Kyber Network Stakeholders
Actors within the ecosystem can be categorised into the following:
- Users – These are the actors that will be sending and receiving various digital assets to and from the network. These actors include: individual users, smart contract accounts and merchants.
- Reserve entity(ies) – These actors play a crucial role in the ecosystem, by functioning as a source of liquidity to the platform. Reserve entities can be separated into 3 categories: the Kyber Network’s own reserve, public reserves, and private reserves. The difference between a public and private reserve is that, with public reserves, reserve contributions can be taken from the public, whereas with private reserves, reserve contributions are provided completely by that private entity.

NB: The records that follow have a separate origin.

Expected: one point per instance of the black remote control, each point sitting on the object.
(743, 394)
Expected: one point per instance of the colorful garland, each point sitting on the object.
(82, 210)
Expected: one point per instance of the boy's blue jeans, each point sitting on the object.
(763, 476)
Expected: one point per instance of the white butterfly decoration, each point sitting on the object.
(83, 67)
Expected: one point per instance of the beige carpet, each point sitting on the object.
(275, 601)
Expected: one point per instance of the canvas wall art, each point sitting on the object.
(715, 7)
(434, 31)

- Reserve contributors – These are the individuals that provide capital to reserve entities, in the form of reserve contributions, to increase their liquidity. By providing reserve contributions, these contributors have the opportunity to have a share in profits from that reserve. Reserve contributors only exist in public reserves that accept contributions from the public to increase liquidity.

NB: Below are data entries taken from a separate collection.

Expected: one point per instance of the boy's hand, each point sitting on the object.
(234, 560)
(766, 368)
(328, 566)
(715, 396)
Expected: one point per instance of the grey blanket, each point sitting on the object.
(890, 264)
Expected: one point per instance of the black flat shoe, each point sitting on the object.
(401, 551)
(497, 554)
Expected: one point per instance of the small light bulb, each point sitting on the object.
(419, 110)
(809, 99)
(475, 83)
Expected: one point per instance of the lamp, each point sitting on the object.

- Reserve Manager – This actor maintains their own reserve; they also determine the conversion rates of digital assets that they possess in their reserve, and feed those rates into Kyber Network.
- Kyber Network Operator – This actor is responsible for adding and removing reserve entities, and also listing and delisting pairs of digital assets on the network. In the initial stages, this role will be played by the Kyber team themselves, but later on they will be replaced by a decentralized governance model.
It is also important to note that the platform incentivises reserve entities to enter into the ecosystem as reserve managers will be able to monetize their assets. Because reserve entities serve trade requests from users, they can earn profits from the spread, which can be decided by the reserve manager. Furthermore, Kyber Network does not hold any funds contained in any reserves. These funds are stored in reserve contracts that abide by Kyber Network rules.
These actors within the ecosystem interact with the Kyber Network contract in different ways, as shown below:
Dynamic Reserve Pooling
Kyber Network can assure that there is ample liquidity in its ecosystem by leveraging reserve entities in its network. Kyber Network is configured to allow the entrance of multiple reserves entities. This ensures that there is no monopoly of reserves, which produces more competitive conversion rates for digital assets in the ecosystem. The added benefit of having numerous reserves in the ecosystem is that it allows Kyber Network to support tokens with low trading volume. A reserve manager who chooses to deal in tokens with low trading volume is free to do so.
When a trade or conversion request is made, Kyber Network will retrieve conversion rates from all reserves that can process the request. Kyber Network will then choose the most competitive conversion rate and carry out the request.
Kyber Network Crystal (KNC)
KNC tokens are required for reserve entities to participate in the network. These tokens will need to be pre-purchased and stored by these entities. In every trade request that a reserve entity is able to serve, the trade volume will be paid by the reserve to the Kyber Network platform in KNC tokens. This fee represents the reserve entity’s right to able to operate and earn profits from the trading activities in the Kyber Network ecosystem. The collected fee in KNC tokens are used to cover operational expense and supporting partners. Any KNC tokens that remain after these costs have been covered will be burned.
The Future of Kyber Network
Kyber Network is an interesting protocol that is aiming to solve a very important issue that exists in the crypto-space today, centralized digital asset exchanges and hacks. Given the decentralized and trustless nature of digital assets in the space, it is necessary that there be a decentralized and trustless platform upon which individuals can trade these digital assets.